In 1944 he wrote My Report to the World: Story of a Secret State, a memoir that read like a spy thriller and told in detail all that he had seen and done in defense of his native country and the oppressed people under Nazi occupation. It quickly became a bestseller in the United States, even a Book-of-the-Month selection. Ironically, while governments may not have taken serious notice of Karski’s message, literary critics certainly did.
Allied troops began liberating the concentration camps throughout Europe in the spring of ‘45, opening the gates and proving to the rest of the world that the horrors he had been describing all along were real.
After the War
Following the defeat of Nazi Germany, Jan Karski refused to return to what was then Communist Poland. Instead, he stayed here in the United States and earned a PhD from Georgetown University’s School of Foreign Service. In 1954 his adopted country made him a naturalized citizen, and he remained a working professor in Washington D.C. for much of the rest of his life.

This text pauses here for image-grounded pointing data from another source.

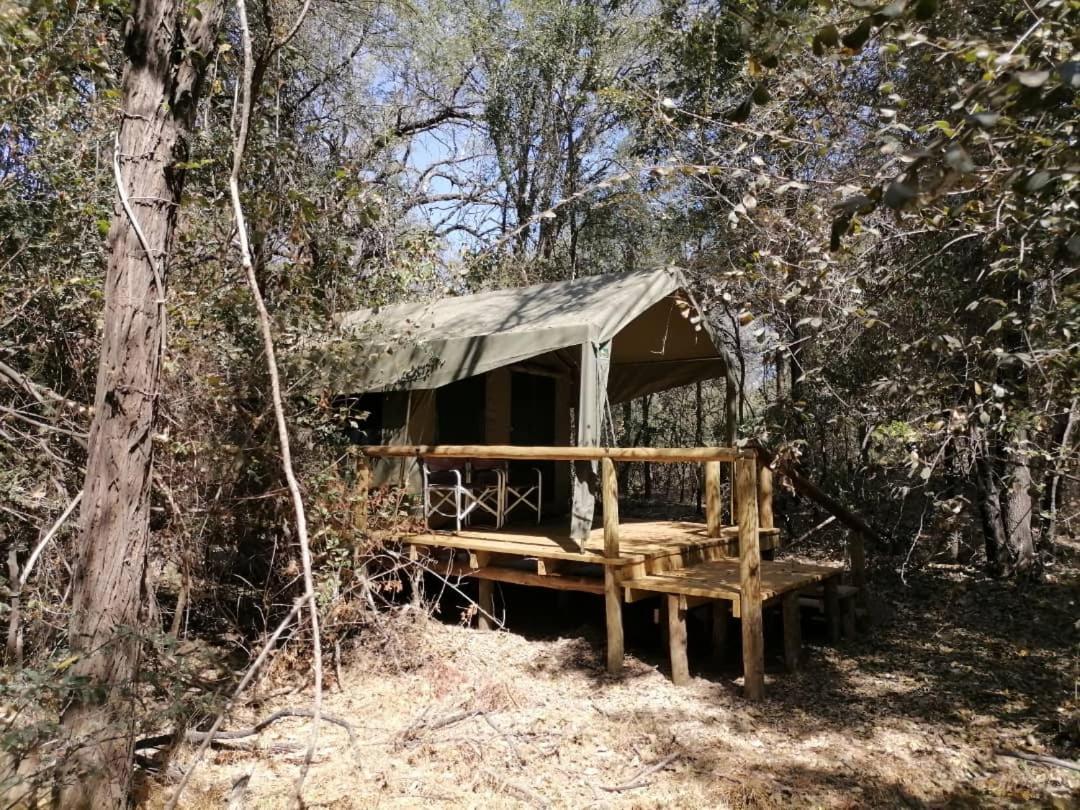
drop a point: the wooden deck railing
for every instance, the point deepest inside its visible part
(752, 509)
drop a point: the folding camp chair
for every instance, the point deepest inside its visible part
(487, 487)
(527, 491)
(449, 491)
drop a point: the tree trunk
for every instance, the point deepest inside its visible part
(989, 508)
(167, 53)
(647, 442)
(1020, 543)
(1048, 539)
(699, 441)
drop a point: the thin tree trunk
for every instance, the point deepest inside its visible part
(699, 441)
(647, 441)
(1018, 507)
(989, 507)
(1053, 484)
(166, 52)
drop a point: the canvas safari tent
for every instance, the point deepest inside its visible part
(521, 366)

In 1965 he married a Polish choreographer and Holocaust survivor by the name of Pola Nirenska. She would take her own life in 1992.
In 1982 Israel bestowed upon him the distinction of being “Righteous Among the Nations,” making him an honorary citizen of Israel.
The remarkable and enduring life of Jan Karski came to a peaceful end in 2000 when he died at the age of 86. Twelve years later he was posthumously awarded the U.S. Presidential Medal of Freedom.